Mark began his civilian legal career in Nebraska where he represented creditors who had financed the purchase of farm equipment. Surprised by the number of times his clients encountered insolvent corporations and LLC’s, he developed an interest in the doctrine of piercing the corporate veil – an equitable remedy that allows creditors to hold entity owners responsible for the entity’s debts. Years later, after returning to Colorado, he wrote a 114-page article on the topic that was published in the prestigious American Jurisprudence Proof of Facts series. See, Grounds for Disregarding the Corporate Entity and Piercing the Corporate Veil, 45 Am. Jur. POF3d 1. He followed this up with another article as the co-author (with Sierra Swearingen) of Cause of Action to Establish Liability of Corporate Director or Officer for Corporation’s Wrongful Conduct, 36 COA2d 441 (2008). Mark has expertise in representing both plaintiffs and defendants in corporate veil litigation. He has presented on this topic to the Solo Small-Firm section of the Colorado Bar Association, the Boulder County Bar Association, and the First Judicial District Bar Association. He has also taught continuing legal education seminars on this topic for numerous CLE providers. He has successfully defended corporate directors, officers and shareholders when a creditor attempted to hold them personally liable for corporate debts.
A fundamental principle of American law is that a corporation is an entity distinct from its shareholders. Consequently, a shareholder’s liability for the corporation’s obligations is normally limited to the amount invested by the shareholder.

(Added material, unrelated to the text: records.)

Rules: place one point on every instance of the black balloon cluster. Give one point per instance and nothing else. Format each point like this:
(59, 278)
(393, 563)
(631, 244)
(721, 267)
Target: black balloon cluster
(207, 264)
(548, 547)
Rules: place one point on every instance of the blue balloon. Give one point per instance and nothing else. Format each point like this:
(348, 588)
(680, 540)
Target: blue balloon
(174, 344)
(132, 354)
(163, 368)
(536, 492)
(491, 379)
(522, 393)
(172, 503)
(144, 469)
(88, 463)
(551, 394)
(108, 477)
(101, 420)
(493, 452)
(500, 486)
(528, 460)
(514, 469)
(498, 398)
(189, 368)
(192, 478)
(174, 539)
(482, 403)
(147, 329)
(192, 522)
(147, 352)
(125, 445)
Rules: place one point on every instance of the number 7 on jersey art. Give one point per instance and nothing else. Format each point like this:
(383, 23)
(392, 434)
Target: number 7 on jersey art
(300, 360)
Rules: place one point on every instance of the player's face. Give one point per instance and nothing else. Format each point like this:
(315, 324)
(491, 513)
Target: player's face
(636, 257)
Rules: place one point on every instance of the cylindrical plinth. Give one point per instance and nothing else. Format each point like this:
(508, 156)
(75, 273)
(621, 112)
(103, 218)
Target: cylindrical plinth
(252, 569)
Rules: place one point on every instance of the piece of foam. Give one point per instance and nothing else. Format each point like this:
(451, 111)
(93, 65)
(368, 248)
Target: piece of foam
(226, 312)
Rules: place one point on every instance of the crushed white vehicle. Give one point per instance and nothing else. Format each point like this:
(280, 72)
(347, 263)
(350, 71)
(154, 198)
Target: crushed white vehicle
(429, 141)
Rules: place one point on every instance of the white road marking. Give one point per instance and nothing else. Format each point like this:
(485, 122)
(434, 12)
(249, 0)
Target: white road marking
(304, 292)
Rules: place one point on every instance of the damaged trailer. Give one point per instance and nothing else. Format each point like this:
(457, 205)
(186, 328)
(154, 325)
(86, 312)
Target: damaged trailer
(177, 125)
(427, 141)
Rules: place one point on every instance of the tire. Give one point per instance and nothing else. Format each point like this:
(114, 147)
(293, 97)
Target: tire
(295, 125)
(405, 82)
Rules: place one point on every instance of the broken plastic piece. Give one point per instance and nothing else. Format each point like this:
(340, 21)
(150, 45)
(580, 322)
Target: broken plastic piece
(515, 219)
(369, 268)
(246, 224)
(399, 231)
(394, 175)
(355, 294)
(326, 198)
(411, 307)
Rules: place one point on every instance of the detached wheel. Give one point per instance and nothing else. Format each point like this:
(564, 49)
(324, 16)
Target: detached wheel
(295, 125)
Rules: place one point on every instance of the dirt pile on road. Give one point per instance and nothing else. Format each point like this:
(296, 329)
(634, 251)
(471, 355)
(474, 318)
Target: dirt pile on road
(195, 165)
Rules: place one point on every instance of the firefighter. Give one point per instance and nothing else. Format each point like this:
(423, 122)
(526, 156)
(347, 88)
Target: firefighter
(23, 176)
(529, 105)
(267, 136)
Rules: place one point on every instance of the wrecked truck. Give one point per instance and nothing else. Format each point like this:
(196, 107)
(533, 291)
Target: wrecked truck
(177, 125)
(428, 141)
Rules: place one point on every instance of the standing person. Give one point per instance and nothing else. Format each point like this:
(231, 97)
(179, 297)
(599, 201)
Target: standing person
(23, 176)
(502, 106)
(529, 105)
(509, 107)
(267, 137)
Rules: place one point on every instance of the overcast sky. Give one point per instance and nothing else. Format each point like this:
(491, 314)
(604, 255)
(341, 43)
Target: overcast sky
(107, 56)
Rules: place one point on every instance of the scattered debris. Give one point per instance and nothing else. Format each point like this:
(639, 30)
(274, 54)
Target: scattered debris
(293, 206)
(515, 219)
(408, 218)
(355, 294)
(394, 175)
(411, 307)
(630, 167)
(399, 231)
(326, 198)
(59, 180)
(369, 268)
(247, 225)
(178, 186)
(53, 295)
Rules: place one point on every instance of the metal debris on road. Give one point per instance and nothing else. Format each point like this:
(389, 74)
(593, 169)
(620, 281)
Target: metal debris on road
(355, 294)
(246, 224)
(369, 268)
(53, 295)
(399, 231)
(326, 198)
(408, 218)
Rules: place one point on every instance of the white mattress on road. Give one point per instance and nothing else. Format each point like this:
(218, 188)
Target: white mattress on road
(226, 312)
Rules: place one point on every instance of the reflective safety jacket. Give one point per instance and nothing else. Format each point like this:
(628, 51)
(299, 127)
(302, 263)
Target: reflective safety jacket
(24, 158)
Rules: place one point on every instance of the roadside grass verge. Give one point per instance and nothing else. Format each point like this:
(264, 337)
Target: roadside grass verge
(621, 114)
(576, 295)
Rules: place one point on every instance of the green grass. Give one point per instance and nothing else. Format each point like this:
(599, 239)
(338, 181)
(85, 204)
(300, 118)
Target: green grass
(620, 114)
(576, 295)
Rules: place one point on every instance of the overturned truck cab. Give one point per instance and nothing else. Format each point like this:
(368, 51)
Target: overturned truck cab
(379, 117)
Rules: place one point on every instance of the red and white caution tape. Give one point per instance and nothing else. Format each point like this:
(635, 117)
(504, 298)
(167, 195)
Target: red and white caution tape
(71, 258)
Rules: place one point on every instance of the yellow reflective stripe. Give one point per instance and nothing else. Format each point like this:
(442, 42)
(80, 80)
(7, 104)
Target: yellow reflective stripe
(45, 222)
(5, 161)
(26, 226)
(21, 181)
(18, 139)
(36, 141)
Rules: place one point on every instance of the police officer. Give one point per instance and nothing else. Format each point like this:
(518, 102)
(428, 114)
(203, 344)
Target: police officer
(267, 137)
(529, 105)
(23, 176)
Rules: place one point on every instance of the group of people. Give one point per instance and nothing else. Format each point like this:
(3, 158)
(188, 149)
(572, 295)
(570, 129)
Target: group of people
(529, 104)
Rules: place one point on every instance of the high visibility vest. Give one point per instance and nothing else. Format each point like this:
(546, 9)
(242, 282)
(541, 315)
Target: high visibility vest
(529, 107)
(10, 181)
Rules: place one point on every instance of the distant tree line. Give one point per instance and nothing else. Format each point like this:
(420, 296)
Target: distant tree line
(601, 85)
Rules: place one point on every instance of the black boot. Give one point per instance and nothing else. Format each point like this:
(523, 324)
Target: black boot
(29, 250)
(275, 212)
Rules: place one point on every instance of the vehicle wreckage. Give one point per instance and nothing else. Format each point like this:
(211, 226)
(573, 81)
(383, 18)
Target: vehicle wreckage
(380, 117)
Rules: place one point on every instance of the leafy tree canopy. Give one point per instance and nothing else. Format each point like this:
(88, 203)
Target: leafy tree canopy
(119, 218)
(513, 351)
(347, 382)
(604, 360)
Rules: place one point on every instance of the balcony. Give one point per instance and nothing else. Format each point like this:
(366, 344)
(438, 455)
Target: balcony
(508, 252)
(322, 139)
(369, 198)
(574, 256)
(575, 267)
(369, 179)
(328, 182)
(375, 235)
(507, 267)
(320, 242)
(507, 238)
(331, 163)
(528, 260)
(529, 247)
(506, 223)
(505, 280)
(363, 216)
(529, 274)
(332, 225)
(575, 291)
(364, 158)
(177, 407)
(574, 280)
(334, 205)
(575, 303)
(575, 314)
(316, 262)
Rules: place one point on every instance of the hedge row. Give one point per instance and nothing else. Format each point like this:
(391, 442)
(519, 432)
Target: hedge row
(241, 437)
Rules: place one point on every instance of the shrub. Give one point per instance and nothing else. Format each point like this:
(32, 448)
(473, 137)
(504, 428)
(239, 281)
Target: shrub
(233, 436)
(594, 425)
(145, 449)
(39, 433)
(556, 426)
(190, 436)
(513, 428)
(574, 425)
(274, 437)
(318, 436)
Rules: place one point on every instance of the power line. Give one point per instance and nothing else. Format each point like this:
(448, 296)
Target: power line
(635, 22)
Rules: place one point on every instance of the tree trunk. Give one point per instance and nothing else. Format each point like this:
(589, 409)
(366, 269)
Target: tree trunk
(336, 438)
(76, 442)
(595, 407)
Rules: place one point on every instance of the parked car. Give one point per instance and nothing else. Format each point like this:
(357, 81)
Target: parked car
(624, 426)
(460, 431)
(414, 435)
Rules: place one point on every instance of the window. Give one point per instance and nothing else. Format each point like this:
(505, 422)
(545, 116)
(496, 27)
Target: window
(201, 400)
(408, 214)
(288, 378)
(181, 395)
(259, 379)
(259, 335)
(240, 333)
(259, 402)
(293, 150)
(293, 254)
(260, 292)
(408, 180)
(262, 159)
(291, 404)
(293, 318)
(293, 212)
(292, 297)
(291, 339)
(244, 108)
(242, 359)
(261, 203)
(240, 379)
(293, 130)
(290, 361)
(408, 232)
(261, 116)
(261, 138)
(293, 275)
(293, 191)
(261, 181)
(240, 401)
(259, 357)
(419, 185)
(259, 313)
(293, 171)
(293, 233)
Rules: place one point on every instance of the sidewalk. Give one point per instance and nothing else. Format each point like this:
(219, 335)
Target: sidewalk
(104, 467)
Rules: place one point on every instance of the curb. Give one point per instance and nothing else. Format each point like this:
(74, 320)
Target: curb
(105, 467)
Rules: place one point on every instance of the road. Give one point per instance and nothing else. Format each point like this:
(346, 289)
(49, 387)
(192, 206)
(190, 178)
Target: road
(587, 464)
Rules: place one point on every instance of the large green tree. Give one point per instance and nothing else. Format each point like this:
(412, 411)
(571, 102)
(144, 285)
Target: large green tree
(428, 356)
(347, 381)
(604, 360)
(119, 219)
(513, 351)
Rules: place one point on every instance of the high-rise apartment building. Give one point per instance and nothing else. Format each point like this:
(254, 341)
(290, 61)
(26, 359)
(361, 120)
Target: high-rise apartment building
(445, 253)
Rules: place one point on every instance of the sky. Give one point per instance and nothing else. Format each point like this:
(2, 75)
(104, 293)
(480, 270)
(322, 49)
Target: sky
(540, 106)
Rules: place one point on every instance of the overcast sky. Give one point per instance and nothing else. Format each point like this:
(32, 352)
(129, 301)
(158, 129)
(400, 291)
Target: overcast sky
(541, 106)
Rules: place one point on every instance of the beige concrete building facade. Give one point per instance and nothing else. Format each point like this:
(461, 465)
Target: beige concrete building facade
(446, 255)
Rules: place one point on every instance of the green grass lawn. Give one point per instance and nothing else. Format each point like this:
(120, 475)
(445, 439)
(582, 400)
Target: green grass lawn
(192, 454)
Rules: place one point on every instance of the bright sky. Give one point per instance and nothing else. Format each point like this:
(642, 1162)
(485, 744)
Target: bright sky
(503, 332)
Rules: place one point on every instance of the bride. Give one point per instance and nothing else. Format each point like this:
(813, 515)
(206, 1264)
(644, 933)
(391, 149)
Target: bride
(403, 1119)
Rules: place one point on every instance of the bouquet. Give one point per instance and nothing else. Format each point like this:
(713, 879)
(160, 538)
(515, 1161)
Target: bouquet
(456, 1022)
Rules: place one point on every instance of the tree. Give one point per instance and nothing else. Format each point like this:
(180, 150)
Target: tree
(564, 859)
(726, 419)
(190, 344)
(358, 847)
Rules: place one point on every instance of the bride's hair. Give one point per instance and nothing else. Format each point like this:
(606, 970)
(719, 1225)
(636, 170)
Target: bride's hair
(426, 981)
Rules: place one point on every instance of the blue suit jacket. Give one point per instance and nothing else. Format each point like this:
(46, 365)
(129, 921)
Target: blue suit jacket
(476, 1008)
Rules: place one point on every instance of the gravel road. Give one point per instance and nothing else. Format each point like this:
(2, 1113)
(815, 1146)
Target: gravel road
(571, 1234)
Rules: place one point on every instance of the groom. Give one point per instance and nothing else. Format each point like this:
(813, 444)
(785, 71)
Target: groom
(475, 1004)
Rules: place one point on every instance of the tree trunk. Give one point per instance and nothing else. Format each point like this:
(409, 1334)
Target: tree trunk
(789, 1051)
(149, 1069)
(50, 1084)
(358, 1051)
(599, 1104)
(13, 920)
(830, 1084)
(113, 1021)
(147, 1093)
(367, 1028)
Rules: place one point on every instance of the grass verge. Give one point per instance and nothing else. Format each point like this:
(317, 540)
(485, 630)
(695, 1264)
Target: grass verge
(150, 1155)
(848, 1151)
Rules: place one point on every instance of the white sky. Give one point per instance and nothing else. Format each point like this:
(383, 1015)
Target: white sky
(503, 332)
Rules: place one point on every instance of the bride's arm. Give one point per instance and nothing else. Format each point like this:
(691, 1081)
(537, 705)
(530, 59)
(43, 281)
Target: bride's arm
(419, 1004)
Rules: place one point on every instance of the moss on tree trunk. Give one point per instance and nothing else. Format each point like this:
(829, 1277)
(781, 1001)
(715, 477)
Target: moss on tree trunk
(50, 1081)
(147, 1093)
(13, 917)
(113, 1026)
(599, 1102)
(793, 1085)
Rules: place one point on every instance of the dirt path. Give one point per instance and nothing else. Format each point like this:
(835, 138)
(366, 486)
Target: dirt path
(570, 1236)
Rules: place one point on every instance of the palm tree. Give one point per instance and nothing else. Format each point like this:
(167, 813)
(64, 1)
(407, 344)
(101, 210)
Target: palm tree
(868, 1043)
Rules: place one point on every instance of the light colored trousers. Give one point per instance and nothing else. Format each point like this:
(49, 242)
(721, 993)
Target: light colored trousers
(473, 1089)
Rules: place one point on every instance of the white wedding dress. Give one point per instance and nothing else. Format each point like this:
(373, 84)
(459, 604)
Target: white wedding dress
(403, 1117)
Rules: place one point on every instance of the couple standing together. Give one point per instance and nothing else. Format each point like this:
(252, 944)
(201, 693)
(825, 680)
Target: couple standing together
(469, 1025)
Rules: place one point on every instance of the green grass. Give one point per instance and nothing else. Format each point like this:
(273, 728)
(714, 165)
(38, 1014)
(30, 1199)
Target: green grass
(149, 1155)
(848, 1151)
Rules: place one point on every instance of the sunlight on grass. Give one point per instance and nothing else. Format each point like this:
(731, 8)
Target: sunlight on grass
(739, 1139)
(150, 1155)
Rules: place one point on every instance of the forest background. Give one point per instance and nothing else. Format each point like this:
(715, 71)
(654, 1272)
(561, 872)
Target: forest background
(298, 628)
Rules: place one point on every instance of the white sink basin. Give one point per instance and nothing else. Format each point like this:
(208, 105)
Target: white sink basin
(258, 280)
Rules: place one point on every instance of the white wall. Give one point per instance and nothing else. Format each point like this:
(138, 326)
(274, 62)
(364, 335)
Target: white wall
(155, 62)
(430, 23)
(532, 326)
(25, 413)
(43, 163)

Although the limited liability offered by incorporation has promoted economic growth, there are times when adherence to the doctrine would cause an unjust result. In such cases, courts may invoke the equitable remedy of piercing the corporate veil to disregard the separateness of the corporation and hold the shareholders (or officers or directors) responsible for the acts or obligations of the corporation.
The apparent simplicity of this principle belies the problem of determining when to pierce the corporate veil in actual practice. Regrettably, this area of law has been particularly susceptible to unhelpful rhetorical devices. In piercing the corporate veil courts frequently employ terms such as “alter ego,” “instrumentality,” and “sham,” but these are of little help; such labels serve as shorthand for a conclusion, but provide no guidance as to what factors were considered in reaching that conclusion. The entire area of law is, as Justice Cardozo once observed, “enveloped in mists of metaphors.”
Court decisions in corporate veil cases tend be fact specific, but there are things corporate leaders can do to minimize the risk that a court might pierce the corporate veil. As part of our preventive approach we question our corporate clients about these matters and help develop policies that will minimize the risk of a successful veil piercing action. When corporate veil litigation is unavoidable, our expertise in this area serves us well whether we represent a corporation or a litigant seeking to pierce the corporate veil.
There is always a risk inherent in doing business with a corporation. Use of abbreviations such as “Inc.” and “Corp.” constitute a warning to potential creditors that the shareholders do not accept unlimited personal liability. The risk may be small if the corporation is financially sound, but not all corporations prosper. This is one reason why creditors often require that one or more shareholders personally guaranty corporate debts.
For an attorney considering a request to pierce the veil of a corporation it is important to understand that when a litigant has a cause of action or judgment against a corporation, piercing the corporate veil may not be the only remedy available. Concepts such as defective incorporation, agency, civil conspiracy, estoppel, fraud, fraudulent transfer, the denuding theory, the trust fund doctrine, unjust enrichment, and breach of fiduciary duty may provide alternative grounds for imposing liability on the shareholders, officers, or directors of the corporation.